Her, Her

“We chose the way we’ll be remembered” – those are the opening lyrics of Her’s self titled debut album, unfortunately the French electronic duo’s only one. It is a very deep thought, the one that Simon Carpentier and Victor Solf leave us with – it must have felt even deeper for them to write down these words, considering the cancer diagnosis Simon had been living with years before the release of the record. We Choose, the album’s opener and the first song the two best friends wrote as Her, embodies a message of hope – it is up to us to decide what we leave behind, and how we are ultimately remembered for when the curtain rolls down.

It is a bittersweet record, this one. Released months after Carpentier’s untimely passing in 2017, it is ultimately a celebration of his decade-long partnership with childhood friend Solf, filled with messages of positivity, renewal and melancholy. By the time Her was formed, in 2015, Simon had already been battling the disease for 5 years – the two friends always knew their time together was going to be limited, and that their career was destined to be a short one. But in the few years between its formation and Simon’s tragic passing in August 2017, the duo crafted their own original sound, released beautiful music and made a name for themselves. With Simon on guitar and Victor on vocals, they first popped up on the radar with one of their earliest singles, Five Minutes, which deservedly legitimized the duo’s sky-high ambitions. Well, being the soundtrack of Apple’s 2016 “Shot on iPhone” ad probably explains part of the song’s Spotify stream count [Author’s note: more than 30 million at the time of this article], but it was clear from the start that the two friends were onto something different – equal parts seduction and elegance, their trademark sound is an eclectic yet weirdly consistent mashup of electro, pop, soul and rock.

Even though Simon’s premature death left the finalization and most of the promotion of the record at the hands of Victor, Her’s debut is a joint effort from beginning to end. In the months prior to its release, and determined not to be caught off guard by the ever-looming tragedy, the duo decided to layout the blueprint for the album – and went much further than what it should sound like. The result? Well, the result is a complete and complex package, complemented with elegant videos and overall aesthetic that perfectly reflect the identity, soul and mood that the long-time friends were aiming for since the start. One might imagine how hard it must have been for Victor to finish the record on his own, but he openly talks about how it was sort of a therapeutic process – Icarus was written in memory of Simon, as was Shuggie, a homage to his friend’s deep love for the American signer-songwriter.
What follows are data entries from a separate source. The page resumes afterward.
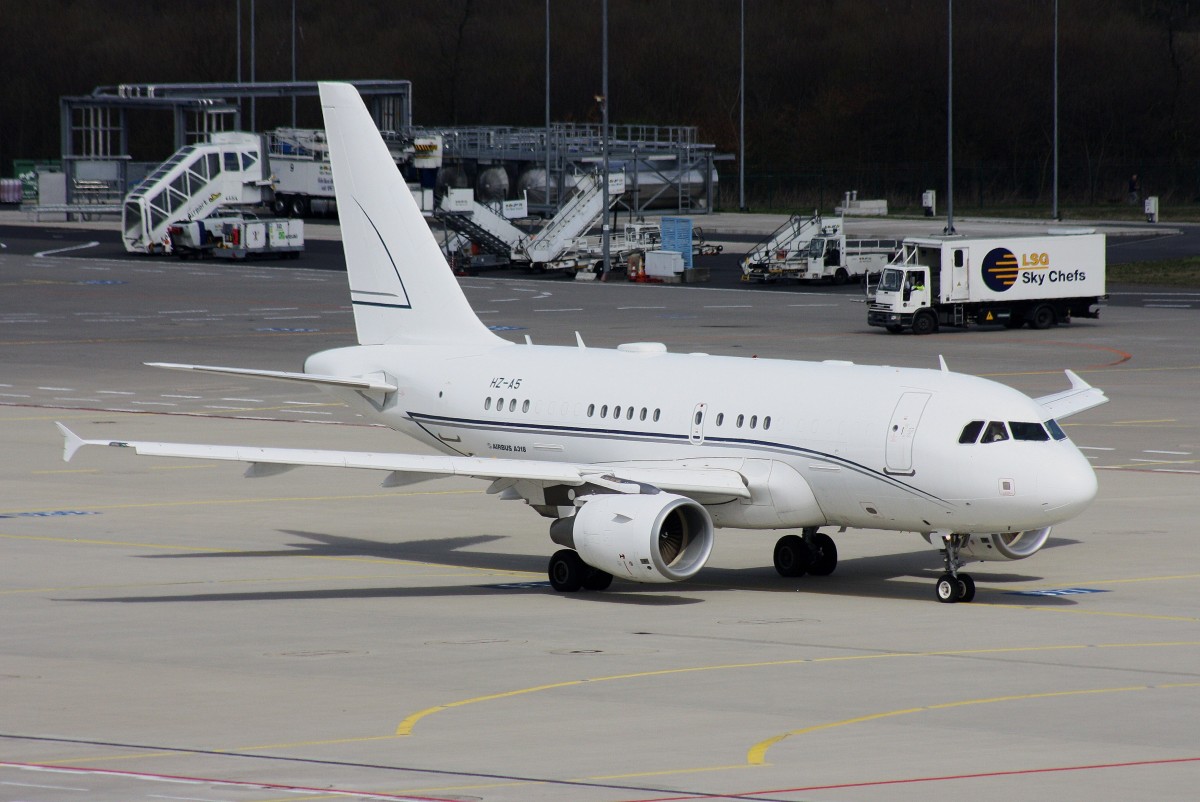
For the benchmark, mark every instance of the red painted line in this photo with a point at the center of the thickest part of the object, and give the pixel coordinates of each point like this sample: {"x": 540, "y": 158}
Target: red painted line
{"x": 267, "y": 786}
{"x": 883, "y": 783}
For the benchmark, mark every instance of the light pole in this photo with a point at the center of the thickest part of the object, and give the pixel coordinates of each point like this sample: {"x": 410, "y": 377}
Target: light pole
{"x": 949, "y": 118}
{"x": 1054, "y": 210}
{"x": 604, "y": 147}
{"x": 742, "y": 117}
{"x": 547, "y": 106}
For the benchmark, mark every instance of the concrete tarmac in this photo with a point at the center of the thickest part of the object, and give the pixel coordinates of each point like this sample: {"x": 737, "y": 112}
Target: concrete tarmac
{"x": 173, "y": 630}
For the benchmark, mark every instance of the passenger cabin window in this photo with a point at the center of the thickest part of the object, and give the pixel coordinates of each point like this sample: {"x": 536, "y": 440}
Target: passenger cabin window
{"x": 971, "y": 431}
{"x": 994, "y": 432}
{"x": 1027, "y": 431}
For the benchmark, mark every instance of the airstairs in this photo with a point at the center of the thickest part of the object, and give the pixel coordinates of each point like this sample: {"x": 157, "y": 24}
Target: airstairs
{"x": 481, "y": 225}
{"x": 792, "y": 235}
{"x": 580, "y": 214}
{"x": 195, "y": 183}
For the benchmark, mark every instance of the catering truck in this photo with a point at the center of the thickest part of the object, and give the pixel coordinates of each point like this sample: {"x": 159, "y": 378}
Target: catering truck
{"x": 1037, "y": 280}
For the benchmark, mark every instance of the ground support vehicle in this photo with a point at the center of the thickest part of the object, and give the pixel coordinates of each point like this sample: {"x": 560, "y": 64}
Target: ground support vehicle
{"x": 816, "y": 250}
{"x": 237, "y": 237}
{"x": 1036, "y": 280}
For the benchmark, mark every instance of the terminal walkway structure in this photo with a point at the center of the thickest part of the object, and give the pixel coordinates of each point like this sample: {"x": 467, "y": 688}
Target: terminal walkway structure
{"x": 193, "y": 184}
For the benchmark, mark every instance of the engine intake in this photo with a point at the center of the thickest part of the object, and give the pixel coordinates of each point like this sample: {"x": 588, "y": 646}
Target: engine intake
{"x": 645, "y": 537}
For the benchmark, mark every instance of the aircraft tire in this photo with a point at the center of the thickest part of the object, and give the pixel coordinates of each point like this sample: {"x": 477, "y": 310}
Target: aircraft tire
{"x": 567, "y": 570}
{"x": 947, "y": 588}
{"x": 823, "y": 555}
{"x": 791, "y": 556}
{"x": 595, "y": 579}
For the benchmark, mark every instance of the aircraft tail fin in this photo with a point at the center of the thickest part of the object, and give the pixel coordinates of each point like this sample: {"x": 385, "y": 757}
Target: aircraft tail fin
{"x": 401, "y": 287}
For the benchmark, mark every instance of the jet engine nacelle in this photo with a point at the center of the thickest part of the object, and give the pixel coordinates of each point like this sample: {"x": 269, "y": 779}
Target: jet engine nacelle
{"x": 1002, "y": 546}
{"x": 645, "y": 537}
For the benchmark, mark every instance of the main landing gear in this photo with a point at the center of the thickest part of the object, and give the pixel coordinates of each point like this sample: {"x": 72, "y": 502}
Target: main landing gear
{"x": 569, "y": 573}
{"x": 811, "y": 554}
{"x": 952, "y": 586}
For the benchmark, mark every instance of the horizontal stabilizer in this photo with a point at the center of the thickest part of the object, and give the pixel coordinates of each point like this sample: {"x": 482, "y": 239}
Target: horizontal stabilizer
{"x": 1079, "y": 397}
{"x": 352, "y": 382}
Her’s debut is one of those records where, truth be told, all songs sound amazing – this isn’t true, obviously, but it is such a cleverly assembled album that you do get this feeling when listening to it. The two friends perfectly blend the groove and funk that provides the uplifting tone of their sound with the melancholy and powerful lyrics that elevate the whole package further. Blossom Roses is a great example of this – if musically the song is already a prime specimen of Her’s groovy and seductive trademark sound, the lyrics, which emphasize the importance of overcoming difficulties and are amongst some of the most poetic and intimate lyrics the duo ever wrote, take the whole thing to a different level.

Victor openly talks about how Simon’s positive mentality was the key for him to be able to finish the record after his passing. As he puts it, “We never talked about death, or feeling hopeless. All the time he was the opposite. We were always talking about hope and life and love”. And indeed this is what Her ultimately is about: love and relationships, life and hope. It is a record with a very positive and strong attitude – if it was ever possible for an album to have such attributes. A great example of this sunny-side-up feeling is Swim, supposedly written following a US tour just as Donald Trump became president. Rather than writing an anti-Trump song, like most artists at the time were doing and as the duo originally wanted, the two friends ended up recording a message of positivity for the American people who still had hope, a message to swim against the tide. And when you listen to it, indeed you feel like you can take on the whole world by yourself – give the song a spin on your way to work [Author’s note: perfect now that lockdown is finally over!] and tell me if I’m wrong. But we can go further back, to first song ever released by Her, to fully acknowledge that Simon and Victor had indeed crafted something different right from the start – Quite Like is a fantastic tune, a melodic beat with distorted guitar hook that is still praised for its seemingly simplicity. In other words, not at all what you would expect from an electronic duo from France.

As always, I recommend that you listen to the entire thing, and in order [Author’s note: how most albums should be listened to, I might add], but other standouts include Neighbourhood, one of the duo’s most famous songs, On & On, a darker collaboration with German rock mammoths AnnenMayKantereit and Belgium rapper Roméo Elvis and Wanna Be You, my personal favourite. For the end, I would also like to highlight the duo’s live performances, the likes of which unfortunately we will only be able to listen to on Youtube and Spotify – since everything is played live, each song is quite different from the studio renditions, having more of a rock atmosphere. With this in mind, do yourself a favour and listen to Her Live Tape #2, a live recording of one of Her’s last performances at the Gaité Lyrique in Paris.

“We chose the way we’ll be remembered” – no one else can decide for us. Rest assured Mr. Carpentier, you did leave a great legacy behind.